Negative (vehicle) and positive control treatments were included in each mutation experiment in the absence and presence of S-9. Mutant frequencies in negative control cultures fell within acceptable ranges, and clear increases in mutation were induced by the positive control chemicals 4-nitroquinoline 1-oxide (without S-9) and benzo(a)pyrene (with S-9). Therefore the study was accepted as valid.

In Experiments 1 and 2, the mutant frequencies of the concentrations plated were all less than the sum of the mean control mutant frequency plus the global evaluation factor (GEF), indicating a negative result. A significant linear trend was observed in the presence of S-9 in Experiment 1 but, in the absence of any marked increases in mutant frequency at all concentrations analysed in this experiment, this observation was not considered biologically relevant.

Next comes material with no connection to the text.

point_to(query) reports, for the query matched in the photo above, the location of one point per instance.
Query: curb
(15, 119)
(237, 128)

It is concluded that JORDAPON SCI (90) did not induce mutation at the tk locus of L5178Y mouse lymphoma cells when tested under the conditions employed in this study. These conditions included treatments up to toxic concentrations in two independent experiments in the absence and presence of a rat liver metabolic activation system (S-9).